鍛えられた身体にぴったりしたタンクトップ、肩をわざと落として羽織ったパーカー。いかにも、って感じの格好をしたルルちゃんは、「お前、意外とピュアなとこ残ってたんだなあ」とにやつきながら、俺のグラスに冷酒を注いだ。
わけがわからず見返すと、自分のぶんを手酌しつつ器用に肩を竦める。
「相手はお前のこと好きなんだろ。で、相性も悪くなかったんだろ。テキトーにキープしといて、テキトーにヤっとけばいいじゃん」
ぐいっとグラスを呷るルルちゃんに、カウンターの向こうから啓吾ママの白い視線が向けられた。
「ルルちゃん、サイッテー」
「俺はンなことしねえよ。千亜貴はそういうこと平気ですると思ってたって話」
「失礼な……俺をなんだと思ってんだよ」
「底なし性欲のド淫乱だろうが。見境なしにオトコ食いまくってたくせに」
うるせえな、だから否定できねえっつうの。グラスになみなみ注がれた透明な液体を舐める。
自棄酒というわけでもないが、普段あまり飲まない日本酒は、まあまあ回っている感じはあった。辛口のそれは舌から喉、食道へと、雪解け水のようにしっとり浸みながら流れ落ちていく。
「でもまあ、確かに」日本酒に湿った唇を舐め、俺は呟いた。
「もっと図太いと思ってたよ、自分でも」
現状にここまで打ちのめされている自分が意外だった。
セックスまでしておきながら、山瀬の気持ちには何の返事もせず、宙ぶらりんのまま放置している。それなのに山瀬は変わらず優しい、もしかしたら前よりも。
そんな現状が辛い。
ルルちゃんの言うように、都合よく適当にあしらえばいいのに、それができないのはやっぱり相手が山瀬だからだ。あいつのことが友達として好きだからだ。
ルルちゃんは長めに息を吐き出しながらカウンターに頬杖をついた。
「ずいぶん参ってんなあ。千亜貴のくせに」
「くせに、は余計だ」
「何がキツいの、そんなに」
「んー……人間としての出来の違い、を見せつけられてる感じ?」
大袈裟な言い方ではあるが、それ以上に適切な言葉が浮かばない。
カミングアウトされたときは、俺と山瀬は同じような人間に感じられたのに、蓋をあけてみたらぜんぜん違った。
山瀬だって今の状況はしんどいはずなのに、俺のことを心配して、気を遣って。
山瀬と顔を合わせるたび、何か言葉を受けるたび、自分のまともじゃなさが浮き彫りになる気がする。
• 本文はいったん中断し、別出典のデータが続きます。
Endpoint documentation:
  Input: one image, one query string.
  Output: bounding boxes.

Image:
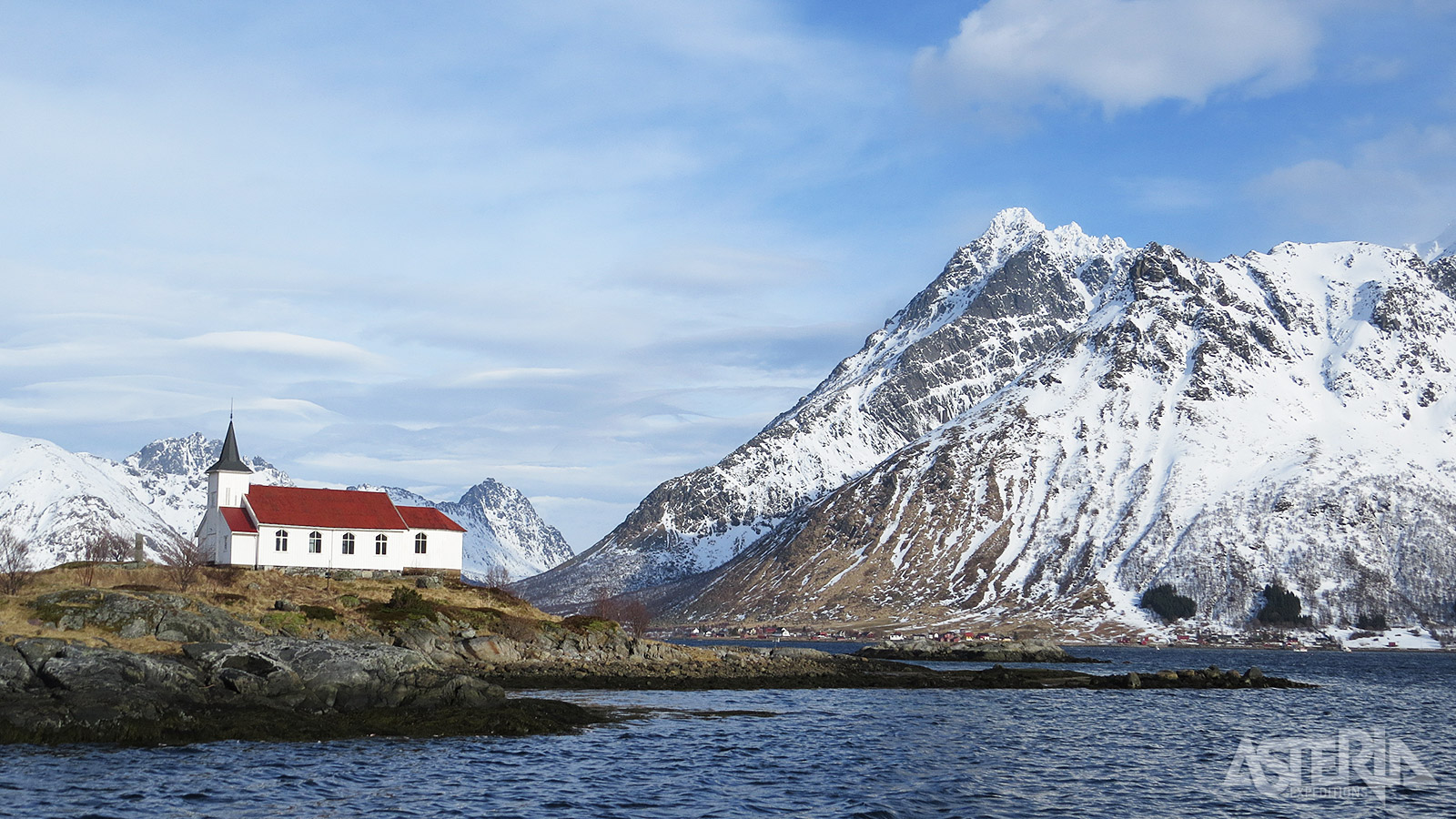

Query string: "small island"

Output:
[0,564,1303,744]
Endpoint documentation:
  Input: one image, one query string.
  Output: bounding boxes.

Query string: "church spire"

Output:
[207,412,252,473]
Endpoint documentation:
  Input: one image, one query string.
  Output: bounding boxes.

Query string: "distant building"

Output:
[197,421,464,571]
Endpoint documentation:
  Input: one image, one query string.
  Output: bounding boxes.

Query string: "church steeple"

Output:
[207,419,253,475]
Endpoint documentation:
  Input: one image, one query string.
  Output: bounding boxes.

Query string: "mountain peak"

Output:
[1407,221,1456,262]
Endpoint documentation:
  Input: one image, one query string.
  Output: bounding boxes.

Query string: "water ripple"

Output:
[0,649,1456,819]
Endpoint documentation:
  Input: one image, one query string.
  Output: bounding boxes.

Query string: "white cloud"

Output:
[915,0,1320,118]
[182,329,383,364]
[1250,126,1456,247]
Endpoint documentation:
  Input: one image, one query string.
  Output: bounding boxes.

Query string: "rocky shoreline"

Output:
[854,638,1107,663]
[0,637,610,744]
[0,577,1306,744]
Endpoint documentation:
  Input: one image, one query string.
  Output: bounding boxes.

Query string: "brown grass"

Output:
[0,564,561,652]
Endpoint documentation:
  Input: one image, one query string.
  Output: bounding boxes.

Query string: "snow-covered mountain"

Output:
[520,208,1130,605]
[0,433,571,579]
[85,433,294,536]
[349,478,572,583]
[0,433,173,567]
[1408,221,1456,262]
[539,211,1456,628]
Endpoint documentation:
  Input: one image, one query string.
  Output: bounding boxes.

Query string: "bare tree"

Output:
[617,599,652,637]
[592,587,652,637]
[157,538,213,589]
[80,532,133,586]
[0,528,31,594]
[485,564,511,589]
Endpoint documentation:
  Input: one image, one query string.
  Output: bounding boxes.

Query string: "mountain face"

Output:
[519,208,1131,606]
[541,211,1456,628]
[0,433,182,567]
[0,433,571,580]
[349,478,572,583]
[86,433,294,538]
[674,234,1456,628]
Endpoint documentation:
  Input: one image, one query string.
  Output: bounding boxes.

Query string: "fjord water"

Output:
[0,647,1456,819]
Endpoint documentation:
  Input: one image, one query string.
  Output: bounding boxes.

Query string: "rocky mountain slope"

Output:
[349,478,572,583]
[86,433,294,535]
[527,211,1456,628]
[672,226,1456,628]
[0,433,175,565]
[519,208,1130,605]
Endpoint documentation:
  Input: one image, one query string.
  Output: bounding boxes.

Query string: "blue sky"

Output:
[0,0,1456,550]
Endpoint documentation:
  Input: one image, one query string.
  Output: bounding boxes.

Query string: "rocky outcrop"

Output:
[856,638,1105,663]
[32,589,262,642]
[0,637,602,743]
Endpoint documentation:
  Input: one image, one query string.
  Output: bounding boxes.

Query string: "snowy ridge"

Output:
[0,433,571,579]
[520,208,1130,606]
[660,233,1456,630]
[349,478,572,583]
[0,433,175,567]
[85,433,294,538]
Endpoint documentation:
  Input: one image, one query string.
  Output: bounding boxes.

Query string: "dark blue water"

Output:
[0,649,1456,819]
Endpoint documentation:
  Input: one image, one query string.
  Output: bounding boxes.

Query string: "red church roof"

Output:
[248,487,408,531]
[396,506,464,532]
[218,506,258,533]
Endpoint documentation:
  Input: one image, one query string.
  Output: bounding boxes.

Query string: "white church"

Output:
[197,421,464,571]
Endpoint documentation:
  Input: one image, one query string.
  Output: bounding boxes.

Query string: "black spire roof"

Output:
[207,420,252,473]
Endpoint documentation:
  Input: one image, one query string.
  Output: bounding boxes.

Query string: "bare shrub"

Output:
[202,565,245,589]
[80,532,134,586]
[483,565,511,589]
[0,528,32,594]
[157,538,213,589]
[592,589,652,637]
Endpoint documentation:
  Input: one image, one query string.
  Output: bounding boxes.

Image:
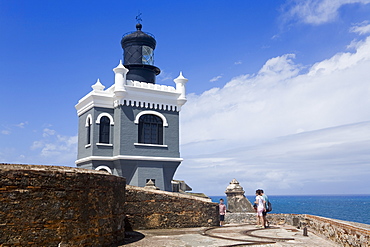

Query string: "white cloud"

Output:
[176,33,370,195]
[1,130,12,135]
[28,129,78,166]
[209,75,222,82]
[16,121,28,129]
[350,21,370,35]
[285,0,370,25]
[42,128,55,137]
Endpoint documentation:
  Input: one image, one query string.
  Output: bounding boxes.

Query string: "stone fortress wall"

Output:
[0,164,219,247]
[225,212,370,247]
[0,164,370,247]
[125,185,220,229]
[225,179,370,247]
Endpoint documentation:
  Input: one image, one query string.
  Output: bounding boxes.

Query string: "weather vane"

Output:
[135,11,143,23]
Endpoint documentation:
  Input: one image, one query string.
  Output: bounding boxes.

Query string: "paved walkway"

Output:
[123,224,339,247]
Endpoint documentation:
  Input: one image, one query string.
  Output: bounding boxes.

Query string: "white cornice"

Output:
[75,155,183,165]
[75,80,186,116]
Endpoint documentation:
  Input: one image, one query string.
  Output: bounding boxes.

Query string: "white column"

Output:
[173,72,188,101]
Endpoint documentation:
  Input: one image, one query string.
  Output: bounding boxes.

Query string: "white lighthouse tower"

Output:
[76,24,188,191]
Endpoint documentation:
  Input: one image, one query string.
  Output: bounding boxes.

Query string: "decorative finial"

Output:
[135,11,143,24]
[91,78,105,91]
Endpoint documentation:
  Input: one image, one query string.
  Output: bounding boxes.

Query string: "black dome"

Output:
[121,23,161,83]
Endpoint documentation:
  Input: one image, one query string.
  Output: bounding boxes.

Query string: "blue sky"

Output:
[0,0,370,195]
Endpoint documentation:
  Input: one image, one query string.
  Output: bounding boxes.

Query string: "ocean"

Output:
[210,194,370,225]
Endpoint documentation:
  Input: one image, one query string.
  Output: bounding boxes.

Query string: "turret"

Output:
[121,23,161,84]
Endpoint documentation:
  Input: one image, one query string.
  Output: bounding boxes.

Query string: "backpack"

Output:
[266,201,272,212]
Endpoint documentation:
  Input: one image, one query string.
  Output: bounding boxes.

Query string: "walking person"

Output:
[260,189,271,228]
[218,198,226,226]
[254,190,266,228]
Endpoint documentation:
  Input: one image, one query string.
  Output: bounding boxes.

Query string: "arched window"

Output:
[99,116,110,144]
[139,114,163,145]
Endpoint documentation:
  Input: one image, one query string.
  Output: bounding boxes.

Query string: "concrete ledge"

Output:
[225,213,370,247]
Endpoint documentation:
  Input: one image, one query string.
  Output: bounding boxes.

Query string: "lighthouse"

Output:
[75,23,188,191]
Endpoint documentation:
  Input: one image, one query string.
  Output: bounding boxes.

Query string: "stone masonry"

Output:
[0,164,125,246]
[125,185,219,230]
[225,178,254,213]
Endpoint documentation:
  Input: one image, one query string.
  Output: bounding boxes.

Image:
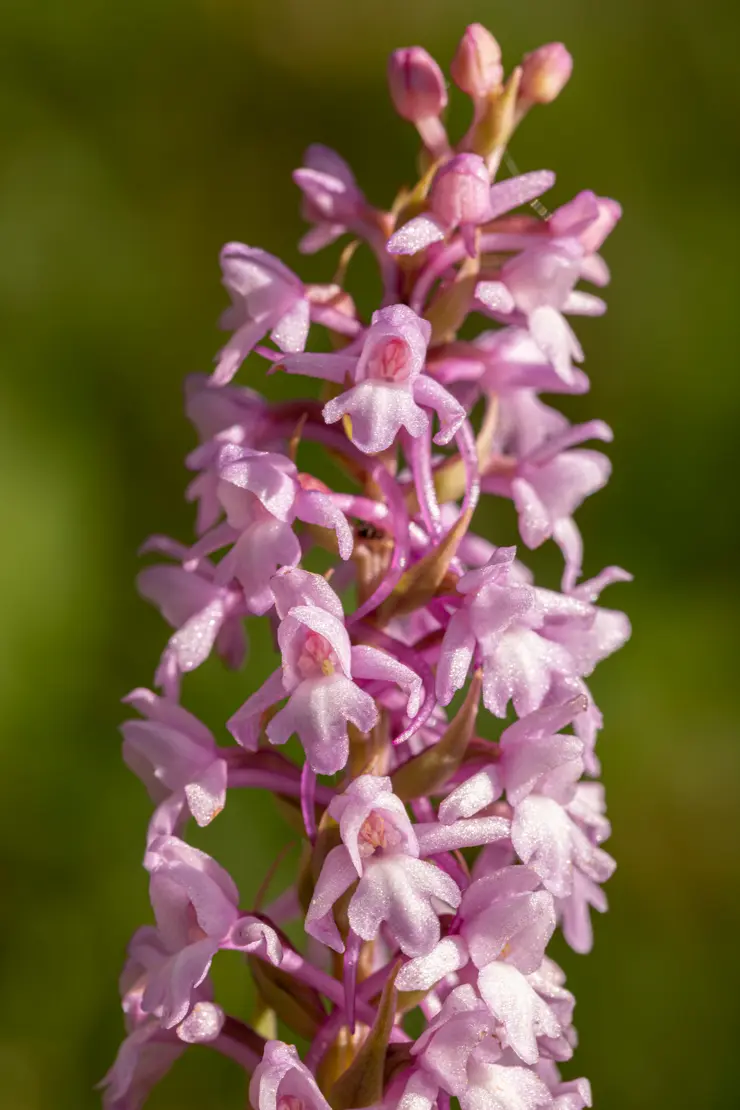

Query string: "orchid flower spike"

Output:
[108,23,630,1110]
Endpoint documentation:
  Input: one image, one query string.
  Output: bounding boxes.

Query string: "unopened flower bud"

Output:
[449,23,504,99]
[519,42,572,104]
[388,47,447,123]
[429,154,490,228]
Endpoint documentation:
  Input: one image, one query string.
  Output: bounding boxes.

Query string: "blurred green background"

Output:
[0,0,740,1110]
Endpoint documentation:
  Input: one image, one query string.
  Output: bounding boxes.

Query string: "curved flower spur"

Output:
[102,23,629,1110]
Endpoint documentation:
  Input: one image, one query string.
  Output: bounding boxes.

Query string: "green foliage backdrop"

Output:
[0,0,740,1110]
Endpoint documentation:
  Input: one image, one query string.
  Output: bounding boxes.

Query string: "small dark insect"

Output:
[356,521,383,539]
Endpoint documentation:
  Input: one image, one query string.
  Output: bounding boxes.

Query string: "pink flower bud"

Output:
[519,42,572,104]
[449,23,504,98]
[388,47,447,123]
[429,154,490,228]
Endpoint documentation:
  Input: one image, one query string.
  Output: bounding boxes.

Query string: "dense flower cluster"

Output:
[104,24,629,1110]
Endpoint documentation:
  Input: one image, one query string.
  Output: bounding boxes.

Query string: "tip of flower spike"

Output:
[449,23,504,100]
[388,47,447,123]
[519,42,572,104]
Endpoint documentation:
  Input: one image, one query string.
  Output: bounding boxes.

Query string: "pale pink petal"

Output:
[438,764,504,825]
[324,380,428,455]
[478,960,560,1063]
[528,305,584,385]
[408,374,466,446]
[185,759,226,826]
[352,644,424,717]
[489,170,555,220]
[348,856,460,956]
[436,611,476,705]
[397,1070,439,1110]
[475,281,516,315]
[271,567,344,620]
[386,215,445,254]
[414,817,510,856]
[396,937,468,990]
[562,290,607,316]
[211,320,266,385]
[267,674,377,775]
[281,352,357,385]
[511,477,551,547]
[305,845,357,952]
[511,794,575,898]
[295,490,354,559]
[226,670,285,751]
[271,299,311,354]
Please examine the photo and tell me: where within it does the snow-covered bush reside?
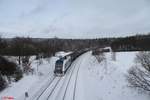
[127,52,150,93]
[0,75,7,91]
[94,52,106,63]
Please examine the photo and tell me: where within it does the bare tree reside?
[127,52,150,92]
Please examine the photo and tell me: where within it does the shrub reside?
[0,75,7,91]
[127,52,150,92]
[0,56,22,80]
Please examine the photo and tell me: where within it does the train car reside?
[54,56,71,76]
[54,49,87,76]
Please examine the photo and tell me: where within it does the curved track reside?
[32,52,86,100]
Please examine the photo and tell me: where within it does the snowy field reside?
[0,52,150,100]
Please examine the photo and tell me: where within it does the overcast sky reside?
[0,0,150,38]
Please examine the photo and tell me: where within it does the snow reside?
[0,52,149,100]
[0,56,58,100]
[76,52,149,100]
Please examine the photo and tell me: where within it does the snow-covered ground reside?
[0,52,150,100]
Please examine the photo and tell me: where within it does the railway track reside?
[34,52,86,100]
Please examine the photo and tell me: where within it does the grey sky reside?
[0,0,150,38]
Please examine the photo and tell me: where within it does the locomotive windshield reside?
[56,60,63,68]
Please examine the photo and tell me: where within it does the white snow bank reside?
[78,52,149,100]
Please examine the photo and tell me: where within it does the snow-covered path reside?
[38,52,149,100]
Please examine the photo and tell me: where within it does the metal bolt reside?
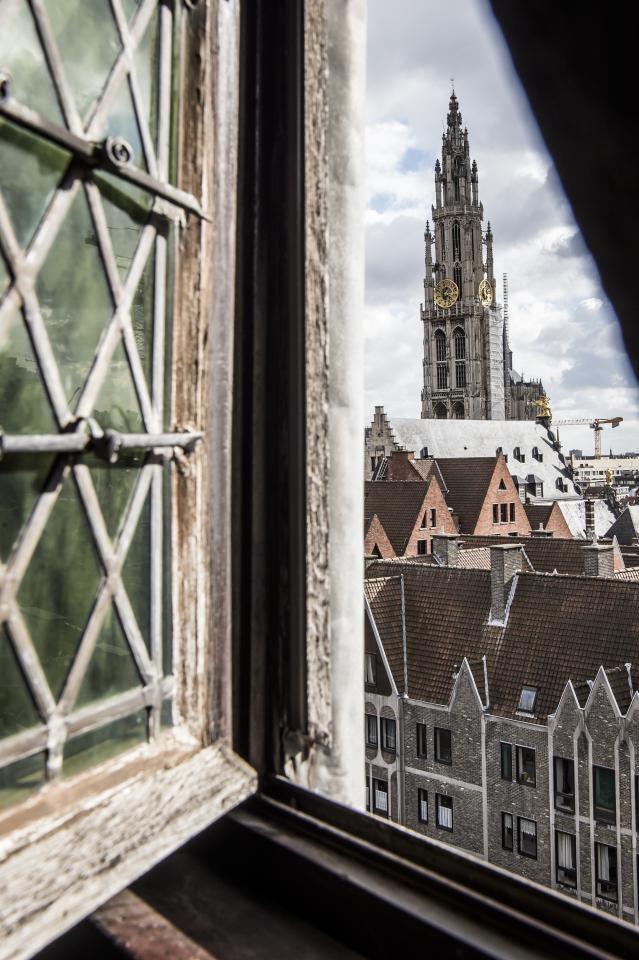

真っ当に誰かを好きになったり、大切にしようと思えなくなってしまった自分の。
そんなようなことをつらつら垂れ流していたら、ルルちゃんが「そうかあ?」と唇をひん曲げた。
「付き合ってねえのにヤった時点で、お前と相手に格差も何もねえだろ。お互い様だって」
「えー、でもさあ……」
「酒の勢いで口説いて、ホテル直行して、拒まれないからってしっかりヤることヤってんだぜ? 相手も十分、下半身野郎だろ」
「山瀬のこと下半身野郎とか言うんじゃねえよ。いい奴なんだよ」
はいはい、とルルちゃんが鼻で笑う。俺は胸のもやもやを洗い流したくて酒を呷る。
お互い様、だって。客観的に見たらそうなんだろうか。そうかもしれない。だとすれば、俺が感じているこの負い目は的外れなのかもしれない。でも。
いずれにせよ、俺と山瀬は求めるものが違いすぎているのだ。
行き着いた先がセックスという同じものだったとしても、そこに見出す意味合いがまるで違う。好きだとか愛しいとか大事にするとか優しくするとか、そういうのぜんぶ、たぶん山瀬は求めていて、俺はいらない。
だって返さなきゃいけないだろ。優しくされたら、同じぶんだけ優しくしないと、気持ち悪いだろう。俺はそういうのがもう嫌なんだ。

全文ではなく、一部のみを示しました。